Closed jackwasey closed 6 years ago
@jackwasey Do you happen to know if there is an implementation of HCC risk scoring available in a language other than SAS? Unfortunately CMS has the software written in SAS language and its documentation is hard to read to re-write the code in another language.
I haven't seen another implementation. The SAS code is horrible: I just looked through it. The logic is actually very simple, and would be easy to implement using my R package as a basis. Also, the SAS code makes no attempt to identify errors in the data, which my package could do. This is on my to-do list, but I won't be able to get to it for quite a long time. Would you be interested in working on this?
There is one binary SAS data file in the v22 HCC software package which has the coefficients.
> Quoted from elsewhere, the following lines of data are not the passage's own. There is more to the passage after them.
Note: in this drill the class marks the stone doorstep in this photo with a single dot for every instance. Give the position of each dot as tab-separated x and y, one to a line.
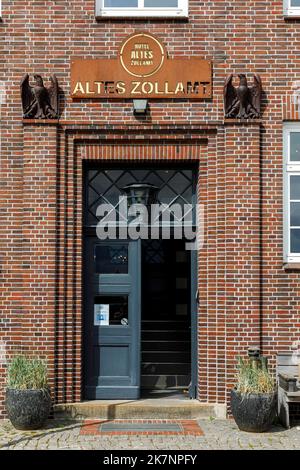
140	409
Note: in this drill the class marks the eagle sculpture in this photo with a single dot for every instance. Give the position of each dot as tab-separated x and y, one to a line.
242	102
38	101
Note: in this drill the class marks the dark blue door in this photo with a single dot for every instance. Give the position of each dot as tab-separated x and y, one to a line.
112	318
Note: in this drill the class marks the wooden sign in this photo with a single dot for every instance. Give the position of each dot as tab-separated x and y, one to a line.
142	70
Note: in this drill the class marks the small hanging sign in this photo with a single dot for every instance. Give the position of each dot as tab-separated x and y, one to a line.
142	69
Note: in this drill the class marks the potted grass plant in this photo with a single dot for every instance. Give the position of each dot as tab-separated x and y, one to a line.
254	398
28	400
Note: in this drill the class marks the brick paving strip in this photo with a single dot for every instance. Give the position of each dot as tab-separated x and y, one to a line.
216	434
141	427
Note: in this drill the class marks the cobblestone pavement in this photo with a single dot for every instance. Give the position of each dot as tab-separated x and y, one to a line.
218	434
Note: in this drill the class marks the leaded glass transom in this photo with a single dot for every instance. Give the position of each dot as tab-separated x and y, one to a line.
104	186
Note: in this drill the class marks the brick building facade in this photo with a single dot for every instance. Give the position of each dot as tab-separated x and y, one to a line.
248	291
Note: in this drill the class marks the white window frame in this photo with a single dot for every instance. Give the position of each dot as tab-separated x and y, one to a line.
289	169
289	10
140	11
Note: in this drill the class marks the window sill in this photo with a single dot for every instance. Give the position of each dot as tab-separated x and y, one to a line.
294	266
291	16
133	17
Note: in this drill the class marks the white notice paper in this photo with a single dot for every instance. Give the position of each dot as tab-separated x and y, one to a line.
101	314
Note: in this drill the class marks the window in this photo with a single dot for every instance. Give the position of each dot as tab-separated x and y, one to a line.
291	7
149	8
291	146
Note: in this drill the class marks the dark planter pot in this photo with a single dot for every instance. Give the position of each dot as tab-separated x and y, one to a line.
28	409
253	413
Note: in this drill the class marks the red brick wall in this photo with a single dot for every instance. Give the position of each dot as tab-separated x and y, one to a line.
246	295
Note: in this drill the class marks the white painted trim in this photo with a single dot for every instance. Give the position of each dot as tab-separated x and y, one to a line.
140	11
289	10
289	168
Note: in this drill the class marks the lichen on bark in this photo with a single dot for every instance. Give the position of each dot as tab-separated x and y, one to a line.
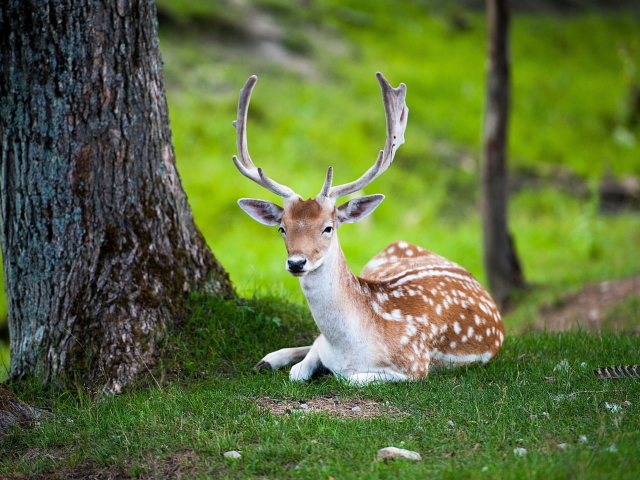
98	240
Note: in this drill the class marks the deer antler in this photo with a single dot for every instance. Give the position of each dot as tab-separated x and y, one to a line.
244	163
396	112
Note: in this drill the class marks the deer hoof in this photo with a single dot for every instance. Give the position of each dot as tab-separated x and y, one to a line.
262	365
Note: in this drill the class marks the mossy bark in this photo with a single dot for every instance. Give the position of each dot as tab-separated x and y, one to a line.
98	240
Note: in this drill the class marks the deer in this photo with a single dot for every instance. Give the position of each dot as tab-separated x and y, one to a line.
408	311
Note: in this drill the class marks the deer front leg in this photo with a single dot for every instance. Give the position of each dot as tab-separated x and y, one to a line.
304	370
282	357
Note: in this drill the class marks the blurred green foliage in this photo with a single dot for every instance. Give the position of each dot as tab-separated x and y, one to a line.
570	85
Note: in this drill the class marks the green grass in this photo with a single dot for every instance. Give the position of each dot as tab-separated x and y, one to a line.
466	423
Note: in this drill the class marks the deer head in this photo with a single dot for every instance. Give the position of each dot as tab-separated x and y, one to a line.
309	226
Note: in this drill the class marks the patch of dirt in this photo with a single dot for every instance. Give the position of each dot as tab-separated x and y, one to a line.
589	306
335	407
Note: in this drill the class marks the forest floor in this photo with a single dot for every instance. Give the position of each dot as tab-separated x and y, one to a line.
589	306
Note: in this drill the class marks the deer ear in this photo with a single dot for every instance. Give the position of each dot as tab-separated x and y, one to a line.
358	208
265	212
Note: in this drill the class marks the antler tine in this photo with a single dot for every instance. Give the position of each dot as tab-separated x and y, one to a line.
326	187
244	163
396	112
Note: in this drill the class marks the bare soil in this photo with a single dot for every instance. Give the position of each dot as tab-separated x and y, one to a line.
588	307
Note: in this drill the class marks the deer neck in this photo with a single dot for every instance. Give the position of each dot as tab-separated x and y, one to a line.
332	292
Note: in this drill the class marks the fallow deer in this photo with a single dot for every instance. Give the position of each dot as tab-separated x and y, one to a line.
409	310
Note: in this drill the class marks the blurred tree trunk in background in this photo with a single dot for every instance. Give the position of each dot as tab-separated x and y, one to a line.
98	240
504	272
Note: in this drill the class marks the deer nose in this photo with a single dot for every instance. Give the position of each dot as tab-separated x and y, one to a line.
295	265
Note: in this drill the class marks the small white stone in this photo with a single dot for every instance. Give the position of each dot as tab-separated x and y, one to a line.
395	453
614	407
521	452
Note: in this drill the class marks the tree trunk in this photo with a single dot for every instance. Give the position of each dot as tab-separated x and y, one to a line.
500	258
98	240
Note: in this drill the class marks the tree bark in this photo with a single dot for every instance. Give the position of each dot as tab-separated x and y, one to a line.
502	265
98	241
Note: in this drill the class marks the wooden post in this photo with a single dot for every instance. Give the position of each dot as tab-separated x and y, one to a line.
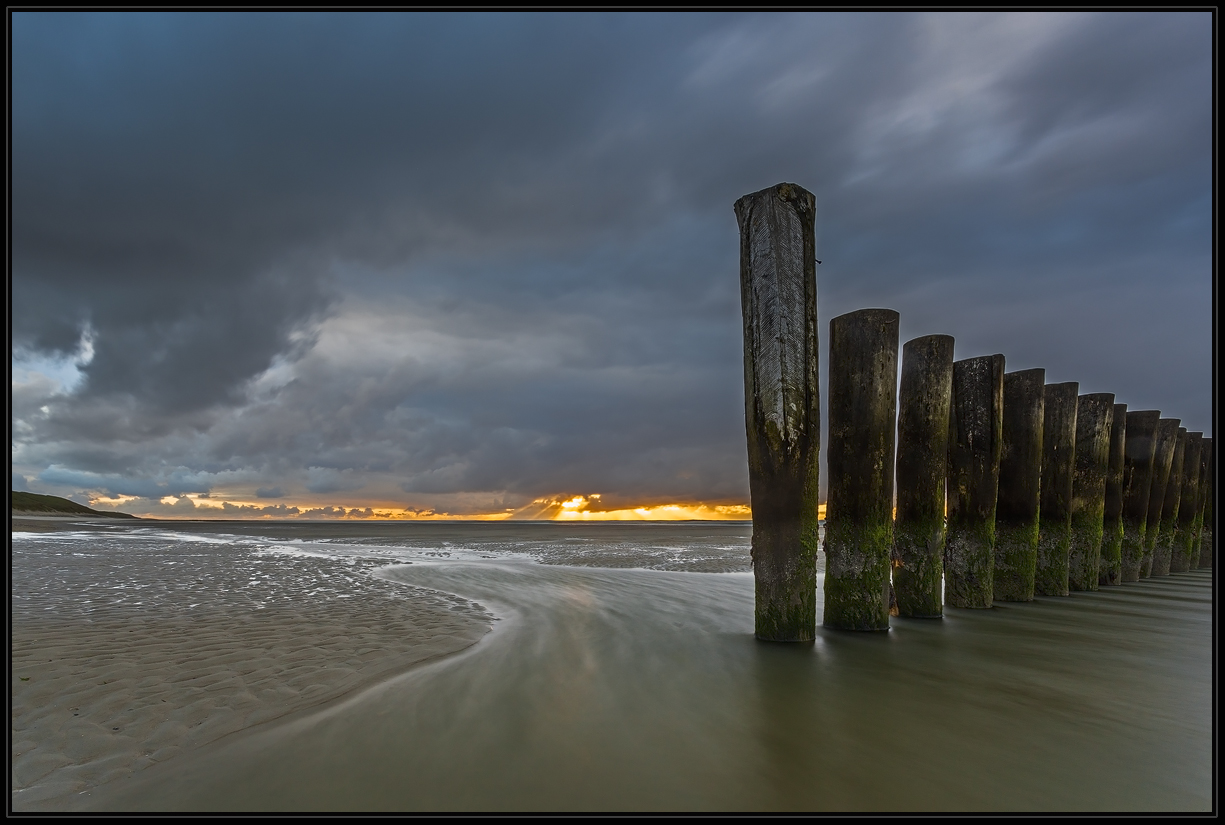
778	292
974	445
1163	456
1164	551
1204	517
1059	463
924	401
1111	571
1094	417
859	516
1137	478
1185	554
1021	473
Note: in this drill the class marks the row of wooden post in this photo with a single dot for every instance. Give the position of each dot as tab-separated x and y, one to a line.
1006	487
1046	490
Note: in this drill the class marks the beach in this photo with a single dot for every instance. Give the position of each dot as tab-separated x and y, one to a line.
119	663
570	667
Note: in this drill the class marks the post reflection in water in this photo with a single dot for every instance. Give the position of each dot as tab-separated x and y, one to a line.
638	689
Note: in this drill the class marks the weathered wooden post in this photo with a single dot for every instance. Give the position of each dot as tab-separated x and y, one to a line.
778	293
1055	513
1163	552
1094	416
1137	478
924	401
1163	456
975	441
1021	473
1111	571
1204	517
1185	554
859	515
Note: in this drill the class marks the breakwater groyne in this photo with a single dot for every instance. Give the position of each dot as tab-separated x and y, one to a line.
1006	487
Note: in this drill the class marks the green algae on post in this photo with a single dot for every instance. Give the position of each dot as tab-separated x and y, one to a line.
975	438
1059	460
1111	570
778	292
859	509
1164	562
924	401
1094	421
1021	472
1186	549
1138	450
1206	548
1163	456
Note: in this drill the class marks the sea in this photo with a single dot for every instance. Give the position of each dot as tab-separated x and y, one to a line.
621	674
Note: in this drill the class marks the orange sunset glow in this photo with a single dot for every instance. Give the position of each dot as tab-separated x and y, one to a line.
562	508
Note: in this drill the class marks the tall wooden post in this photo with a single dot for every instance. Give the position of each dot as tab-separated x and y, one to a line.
1137	478
1163	456
1094	417
1185	554
778	293
1055	513
924	401
1021	473
1164	551
1204	517
859	515
1111	571
975	443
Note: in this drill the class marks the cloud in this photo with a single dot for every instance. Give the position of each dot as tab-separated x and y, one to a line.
464	261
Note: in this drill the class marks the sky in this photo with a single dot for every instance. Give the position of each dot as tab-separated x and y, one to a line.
477	265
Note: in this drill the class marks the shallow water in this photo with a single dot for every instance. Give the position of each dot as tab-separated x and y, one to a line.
633	689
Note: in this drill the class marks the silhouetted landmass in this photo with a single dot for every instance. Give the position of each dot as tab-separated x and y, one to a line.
53	505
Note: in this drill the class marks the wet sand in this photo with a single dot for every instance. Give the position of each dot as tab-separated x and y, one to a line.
124	658
599	689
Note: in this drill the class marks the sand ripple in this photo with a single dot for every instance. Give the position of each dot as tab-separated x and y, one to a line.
129	650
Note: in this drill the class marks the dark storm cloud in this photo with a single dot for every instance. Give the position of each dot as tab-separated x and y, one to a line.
441	254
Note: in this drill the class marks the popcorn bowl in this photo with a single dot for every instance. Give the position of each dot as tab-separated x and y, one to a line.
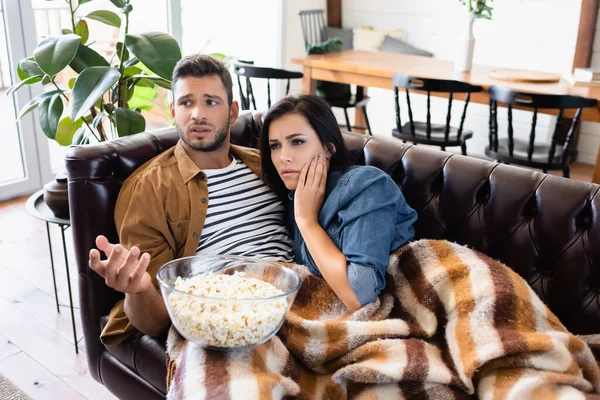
227	303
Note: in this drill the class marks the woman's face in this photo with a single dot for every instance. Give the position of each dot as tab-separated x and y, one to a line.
293	143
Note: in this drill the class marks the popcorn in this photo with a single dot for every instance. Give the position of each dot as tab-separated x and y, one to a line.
227	322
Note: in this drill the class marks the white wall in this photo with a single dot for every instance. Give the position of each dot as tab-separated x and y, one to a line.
589	138
529	34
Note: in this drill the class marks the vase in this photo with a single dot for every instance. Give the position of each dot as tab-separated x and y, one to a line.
466	46
56	196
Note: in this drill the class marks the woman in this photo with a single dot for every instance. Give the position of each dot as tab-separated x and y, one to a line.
345	220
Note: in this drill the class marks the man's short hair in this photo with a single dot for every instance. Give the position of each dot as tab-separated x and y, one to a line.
199	65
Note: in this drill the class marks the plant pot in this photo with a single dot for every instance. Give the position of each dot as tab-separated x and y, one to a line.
466	47
56	196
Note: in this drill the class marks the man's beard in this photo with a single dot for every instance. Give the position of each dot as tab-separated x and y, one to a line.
220	138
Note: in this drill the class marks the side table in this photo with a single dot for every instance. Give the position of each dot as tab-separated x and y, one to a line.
37	207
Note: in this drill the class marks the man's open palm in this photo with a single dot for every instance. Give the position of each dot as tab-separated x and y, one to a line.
124	270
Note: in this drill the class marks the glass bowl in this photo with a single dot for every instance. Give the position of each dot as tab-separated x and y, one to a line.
225	324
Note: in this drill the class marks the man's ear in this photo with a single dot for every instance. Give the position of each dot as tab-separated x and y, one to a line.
234	111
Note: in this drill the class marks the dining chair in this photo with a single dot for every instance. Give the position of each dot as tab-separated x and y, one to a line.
529	153
443	135
314	32
250	71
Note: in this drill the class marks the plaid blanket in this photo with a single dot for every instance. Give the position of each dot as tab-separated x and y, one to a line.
450	324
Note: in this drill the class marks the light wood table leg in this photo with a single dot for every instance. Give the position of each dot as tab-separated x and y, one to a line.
309	85
359	117
596	177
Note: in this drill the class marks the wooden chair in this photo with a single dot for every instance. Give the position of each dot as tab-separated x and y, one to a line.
425	132
313	31
553	156
250	71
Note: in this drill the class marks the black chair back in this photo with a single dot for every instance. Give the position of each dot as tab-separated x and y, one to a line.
408	83
534	101
247	71
313	26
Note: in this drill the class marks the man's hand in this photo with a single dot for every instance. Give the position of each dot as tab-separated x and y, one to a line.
124	270
310	192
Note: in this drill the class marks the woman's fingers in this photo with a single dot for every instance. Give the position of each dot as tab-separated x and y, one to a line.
310	175
302	178
323	176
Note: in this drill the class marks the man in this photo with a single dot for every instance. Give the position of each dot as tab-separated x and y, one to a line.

Everything else is text, and shows some very simple logic which looks up CC codes from ICD-9-CM codes, applies the hierarchies, and then looks up coefficients based on per-patient flags provided by the user.
Would be good to have some public test data to work against. Maybe the Vermont data has this.
I am interested in implementing the CMS HCC. I am pretty busy on my side but I might be able to contribute something in the near future. For those interested, the National Bureau of Economic Research has more description on HCC: http://www.nber.org/data/cms-risk-adjustment-models.html
Thanks, that would be magnificent. Let me know if there is anything that could be tweaked in the core code that might make it easier for you. @wmuprhyrd just implemented a different risk score (van Walvaren), and it went very well. CMS HCC has additional complexity, but I think our platform is solid enough to handle this without any problems.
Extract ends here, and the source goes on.